Forums » #117 - DFDL v1.0 Revision »
Request clarifications of the Escape Schemes.
Added by Taylor Wise about 9 years ago
- Does any character effectively escape the block start or is the block start inside the data a syntax error (is a valid escape block start only one that appears at the beginning of the data?).
- Does an end block have to be followed by the delimiter (optionally padding first) or does the absence of a delimiter mean that it is not an end block?
- Without an escape block start are the escape escape characters still interpreted.
- Does extra escape characters require escape kind = escapeCharacter.
- What is the appropriate behavior for the following:
Assuming escapeBlockStart="Start", escapeBlockEnd="END", escapeEscapeCharacter="!"
,4StartStart1!!23END4!ENDEND, ( comma is delimiter)
Replies (5)
Action 235 RE: Request clarifications of the Escape Schemes. - Added by Michael Beckerle almost 9 years ago
Added action 235 to subject line. Have to put something here in the body or it won't add the comment with just a subject line change (grrrr.)
Resolved - RE: Request clarifications of the Escape Schemes. - Added by Michael Beckerle almost 9 years ago
Per DFDL Workgroup discussion on Nov 12, 2013
Answers:
1. Yes
Any character effectively escapes the block start, so long as the character is not the pad character when the content is being trimmed on the left meaning it is right or center justified.
2. Yes - no lookahead. To be clear:
There may not be a delimiter. When following a block start, the block end, not preceded by an escape escape character, is always interpreted as ending the content region. It may be followed by a delimiter if that is what is expected in the model; however, there is no lookahead for the delimiter or anything else.

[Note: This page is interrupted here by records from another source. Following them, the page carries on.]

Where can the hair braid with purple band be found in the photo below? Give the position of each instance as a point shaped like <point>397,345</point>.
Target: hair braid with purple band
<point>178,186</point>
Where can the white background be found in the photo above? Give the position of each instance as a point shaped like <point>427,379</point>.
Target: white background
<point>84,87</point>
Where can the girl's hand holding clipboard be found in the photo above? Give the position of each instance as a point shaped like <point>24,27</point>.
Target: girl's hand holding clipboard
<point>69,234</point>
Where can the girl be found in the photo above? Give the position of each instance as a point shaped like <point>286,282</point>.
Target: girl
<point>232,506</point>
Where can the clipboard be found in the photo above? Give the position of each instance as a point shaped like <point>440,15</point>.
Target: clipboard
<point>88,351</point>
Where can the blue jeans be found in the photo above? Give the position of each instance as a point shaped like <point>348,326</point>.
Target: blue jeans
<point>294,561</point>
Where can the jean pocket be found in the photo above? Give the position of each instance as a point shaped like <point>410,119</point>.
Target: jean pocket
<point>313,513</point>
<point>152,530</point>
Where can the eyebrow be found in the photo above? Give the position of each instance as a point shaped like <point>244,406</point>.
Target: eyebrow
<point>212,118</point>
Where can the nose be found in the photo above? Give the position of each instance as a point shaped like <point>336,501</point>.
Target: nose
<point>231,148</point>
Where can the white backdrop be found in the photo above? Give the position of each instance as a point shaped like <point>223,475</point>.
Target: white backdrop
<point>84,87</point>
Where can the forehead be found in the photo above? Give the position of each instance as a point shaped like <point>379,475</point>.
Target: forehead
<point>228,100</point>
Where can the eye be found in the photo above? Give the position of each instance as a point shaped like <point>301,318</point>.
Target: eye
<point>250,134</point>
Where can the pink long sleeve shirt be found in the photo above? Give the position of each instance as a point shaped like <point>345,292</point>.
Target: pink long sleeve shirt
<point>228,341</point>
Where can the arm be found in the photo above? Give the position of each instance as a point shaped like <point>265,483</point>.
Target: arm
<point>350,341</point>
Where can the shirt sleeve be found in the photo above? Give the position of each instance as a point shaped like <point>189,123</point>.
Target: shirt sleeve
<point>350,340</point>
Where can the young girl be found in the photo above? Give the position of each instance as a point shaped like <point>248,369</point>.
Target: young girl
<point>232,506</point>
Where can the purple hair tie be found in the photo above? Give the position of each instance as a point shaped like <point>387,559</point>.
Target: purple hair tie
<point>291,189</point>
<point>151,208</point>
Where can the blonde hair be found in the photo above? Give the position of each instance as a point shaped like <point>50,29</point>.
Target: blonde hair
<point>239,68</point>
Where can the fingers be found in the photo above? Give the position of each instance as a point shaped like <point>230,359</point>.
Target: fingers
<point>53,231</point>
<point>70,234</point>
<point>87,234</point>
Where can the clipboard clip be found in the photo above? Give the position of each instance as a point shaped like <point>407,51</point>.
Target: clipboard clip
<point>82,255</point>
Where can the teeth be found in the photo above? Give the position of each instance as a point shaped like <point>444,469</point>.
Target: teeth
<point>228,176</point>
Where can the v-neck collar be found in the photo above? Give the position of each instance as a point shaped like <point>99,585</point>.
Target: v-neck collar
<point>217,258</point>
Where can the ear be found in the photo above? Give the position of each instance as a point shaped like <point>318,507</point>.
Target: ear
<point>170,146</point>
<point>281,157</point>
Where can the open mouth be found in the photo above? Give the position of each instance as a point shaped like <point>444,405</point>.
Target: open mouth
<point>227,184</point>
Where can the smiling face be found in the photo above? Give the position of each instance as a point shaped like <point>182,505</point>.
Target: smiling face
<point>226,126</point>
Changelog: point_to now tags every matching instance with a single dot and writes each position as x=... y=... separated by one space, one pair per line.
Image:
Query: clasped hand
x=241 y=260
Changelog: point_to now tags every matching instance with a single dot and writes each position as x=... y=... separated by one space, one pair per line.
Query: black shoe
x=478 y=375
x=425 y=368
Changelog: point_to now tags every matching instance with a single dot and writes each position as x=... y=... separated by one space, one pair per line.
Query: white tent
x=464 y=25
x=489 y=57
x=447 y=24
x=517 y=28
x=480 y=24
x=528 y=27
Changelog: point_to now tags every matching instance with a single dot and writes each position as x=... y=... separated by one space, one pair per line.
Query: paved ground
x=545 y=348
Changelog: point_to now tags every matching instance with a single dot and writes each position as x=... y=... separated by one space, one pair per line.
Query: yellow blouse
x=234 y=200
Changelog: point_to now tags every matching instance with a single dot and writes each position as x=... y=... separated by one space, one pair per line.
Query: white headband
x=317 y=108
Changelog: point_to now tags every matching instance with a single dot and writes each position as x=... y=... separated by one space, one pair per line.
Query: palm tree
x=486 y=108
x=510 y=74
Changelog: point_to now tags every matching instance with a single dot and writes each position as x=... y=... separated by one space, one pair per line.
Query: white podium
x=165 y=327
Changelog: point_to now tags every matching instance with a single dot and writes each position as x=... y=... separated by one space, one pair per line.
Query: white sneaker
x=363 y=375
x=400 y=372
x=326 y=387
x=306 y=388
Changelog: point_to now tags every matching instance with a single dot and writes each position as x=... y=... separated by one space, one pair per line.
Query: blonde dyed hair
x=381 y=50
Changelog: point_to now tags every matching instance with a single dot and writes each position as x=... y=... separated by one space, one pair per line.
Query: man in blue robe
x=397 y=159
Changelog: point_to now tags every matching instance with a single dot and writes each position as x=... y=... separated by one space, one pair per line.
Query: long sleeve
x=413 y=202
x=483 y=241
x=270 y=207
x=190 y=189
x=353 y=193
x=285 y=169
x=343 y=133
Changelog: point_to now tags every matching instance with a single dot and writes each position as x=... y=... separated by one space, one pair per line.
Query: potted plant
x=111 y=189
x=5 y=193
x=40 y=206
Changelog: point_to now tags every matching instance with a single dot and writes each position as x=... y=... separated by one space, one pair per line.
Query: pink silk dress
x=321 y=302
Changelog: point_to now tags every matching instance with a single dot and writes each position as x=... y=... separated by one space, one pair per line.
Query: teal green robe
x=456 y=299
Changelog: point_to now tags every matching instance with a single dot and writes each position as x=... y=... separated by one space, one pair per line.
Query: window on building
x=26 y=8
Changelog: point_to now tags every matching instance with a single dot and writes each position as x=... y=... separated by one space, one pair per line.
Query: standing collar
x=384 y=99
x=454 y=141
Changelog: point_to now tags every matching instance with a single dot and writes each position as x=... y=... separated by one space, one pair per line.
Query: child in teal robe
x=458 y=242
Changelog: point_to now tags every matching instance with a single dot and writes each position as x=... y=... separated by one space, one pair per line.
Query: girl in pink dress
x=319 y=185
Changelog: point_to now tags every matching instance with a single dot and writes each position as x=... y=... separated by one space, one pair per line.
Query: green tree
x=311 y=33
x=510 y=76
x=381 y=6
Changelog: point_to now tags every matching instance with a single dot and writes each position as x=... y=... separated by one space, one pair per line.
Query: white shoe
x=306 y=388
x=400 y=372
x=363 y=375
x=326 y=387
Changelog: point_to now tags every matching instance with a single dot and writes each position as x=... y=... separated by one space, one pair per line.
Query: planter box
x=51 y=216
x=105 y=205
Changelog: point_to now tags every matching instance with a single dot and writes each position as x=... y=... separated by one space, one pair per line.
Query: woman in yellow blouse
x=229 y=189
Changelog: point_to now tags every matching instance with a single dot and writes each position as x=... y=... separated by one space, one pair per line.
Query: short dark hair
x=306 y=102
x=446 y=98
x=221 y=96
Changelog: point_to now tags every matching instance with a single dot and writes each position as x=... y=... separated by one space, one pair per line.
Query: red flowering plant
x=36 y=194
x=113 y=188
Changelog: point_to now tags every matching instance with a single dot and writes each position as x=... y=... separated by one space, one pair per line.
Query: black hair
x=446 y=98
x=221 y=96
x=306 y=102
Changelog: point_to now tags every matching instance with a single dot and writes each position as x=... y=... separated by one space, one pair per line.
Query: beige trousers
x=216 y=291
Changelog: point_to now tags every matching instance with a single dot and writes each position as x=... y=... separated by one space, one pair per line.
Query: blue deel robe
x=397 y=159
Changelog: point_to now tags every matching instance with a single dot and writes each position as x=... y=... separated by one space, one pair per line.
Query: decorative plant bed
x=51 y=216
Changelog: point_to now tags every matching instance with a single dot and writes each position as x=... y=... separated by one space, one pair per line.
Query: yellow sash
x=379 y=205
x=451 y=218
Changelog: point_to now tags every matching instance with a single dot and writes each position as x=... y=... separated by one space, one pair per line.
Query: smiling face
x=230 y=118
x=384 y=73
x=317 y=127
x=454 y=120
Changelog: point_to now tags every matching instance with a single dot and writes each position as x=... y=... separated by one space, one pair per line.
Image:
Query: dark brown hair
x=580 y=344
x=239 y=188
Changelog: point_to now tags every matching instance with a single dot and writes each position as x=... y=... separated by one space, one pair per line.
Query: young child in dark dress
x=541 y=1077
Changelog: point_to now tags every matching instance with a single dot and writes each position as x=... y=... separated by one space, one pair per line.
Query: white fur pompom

For an element with dfdl:lengthKind='delimited', it is a processing error if the block end is not followed by optional padding and a delimiter.
3. No - without a block start nothing will be interpreted as an escape escape character nor as a block end.
4. No - For escapeKind="escapeBlock" presence of any of the extra escaped characters in the data implies that the data must be surrounded by the block start and block end when unparsing. This is stated in the spec. See dfdl:generateEscapeBlock.
5. <SMH>Taking the example above: ,4StartStart1!!23END4!ENDEND, ( comma is delimiter).
a) If the leading '4' is not trimmed as a padding character, then the escape block start is not treated as such because it is not at the start of the data, so the infoset contains '4StartStart1!!23END4!ENDEND' - no escaping is applied.
b) If the leading '4' is trimmed as a padding character, then the first 'Start' is treated as escape block start, and the first unescaped 'END' is treated as escape block end. The '4' after 'END' may also be trimmed as a padding character if justification is 'center'. But the first '!' will cause a processing error, because the next character is expected to be the ',' delimiter.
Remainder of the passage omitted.